Of course, some will hear that A Dog’s Purpose follows an anthropomorphized dog, voiced by Josh Gad (Frozen), through five lives and race to their local theaters. Others will run screaming for the hills. Some will hear lines like “She always brought me something to eat. I almost forgot what it was like to be hungry. Well, almost!” and be unable to suppress an “Awwwww.” Others will retch. If you belong to the former camp, I don’t judge, really. I get the impulse for dog lovers to watch a movie that’s the equivalent of paging through a 16-month puppy calendar. I really do.
Of course, the scandal over a German Shepherd’s mistreatment on the set has put a damper on the fun, but there’s a much better reason to boycott A Dog’s Purpose. It’s terrible. Directed by Lasse Hallstrom (Hachi: A Dog’s Tale), this squishy schmaltzfest begins with Gad musing, “What is the meaning of life? Are we here for a reason? Is there a point to any of this?” Questions two and three will occur to at least a few viewers on the way to an answer to the titular mystery. And listen, you will never guess what a dog’s purpose is.
Before you call me Ebenezer Scrooge, understand that there’s only so much cliché, caricature, and cutesiness an adult human can take, even as it’s punched up with only-in-the-movies stupid pet tricks. The stunt that resulted in the scandal comes in a hero-dog sequence that finds a police dog jumping off a Chicago bridge to save one person, then somehow jumping back onto the bridge to save another person.

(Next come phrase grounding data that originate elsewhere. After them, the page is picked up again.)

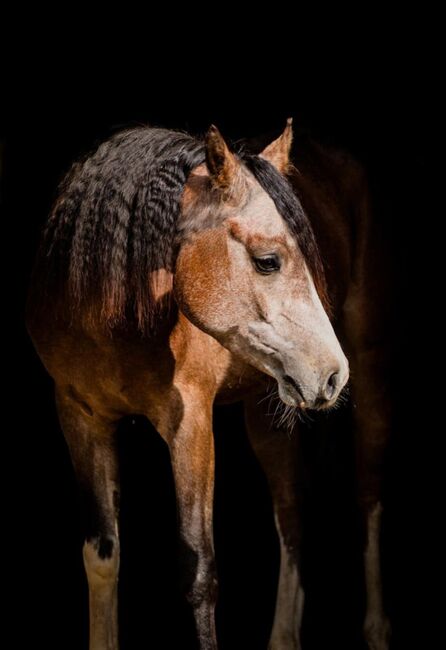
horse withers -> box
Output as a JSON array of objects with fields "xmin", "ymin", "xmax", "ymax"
[{"xmin": 27, "ymin": 121, "xmax": 348, "ymax": 649}]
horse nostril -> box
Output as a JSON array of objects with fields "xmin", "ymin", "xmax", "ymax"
[
  {"xmin": 282, "ymin": 374, "xmax": 304, "ymax": 398},
  {"xmin": 324, "ymin": 371, "xmax": 339, "ymax": 400}
]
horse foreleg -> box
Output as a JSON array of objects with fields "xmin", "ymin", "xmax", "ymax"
[
  {"xmin": 362, "ymin": 500, "xmax": 391, "ymax": 650},
  {"xmin": 357, "ymin": 431, "xmax": 391, "ymax": 650},
  {"xmin": 244, "ymin": 395, "xmax": 304, "ymax": 650},
  {"xmin": 352, "ymin": 351, "xmax": 392, "ymax": 650},
  {"xmin": 56, "ymin": 389, "xmax": 120, "ymax": 650},
  {"xmin": 162, "ymin": 388, "xmax": 218, "ymax": 650}
]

Even Lassie on her best day couldn’t have managed that. In another scene, the dog coerces a confession from a criminal who easily could have walked away scot-free. It’s that kind of movie.
Hallstrom is no help. Sure, there are lots of dog’s-eye view shots early on, to establish the film’s point of view. But can someone explain to me the sinus P.O.V. shot, in which we look out from inside a dog’s nostrils? Or the isn’t-that-cute logic by which a dog can call vets “white coat people” (LOL!) because the dog knows the words “white,” “coat,” and “people” but not “vet”? This, my friends, is why you hire five screenwriters…comedy gold.
Because of the anthology format, no one actor had to labor very long on A Dog’s Purpose, and, after all, the dogs are the real stars (although Dennis Quaid, Peggy Lipton, John Ortiz, and others pass through). But I’m here to tell you it’s okay to love dogs and hate A Dog’s Purpose, a white-bread movie if ever there were one. And your kids, who admittedly will love it, deserve better too.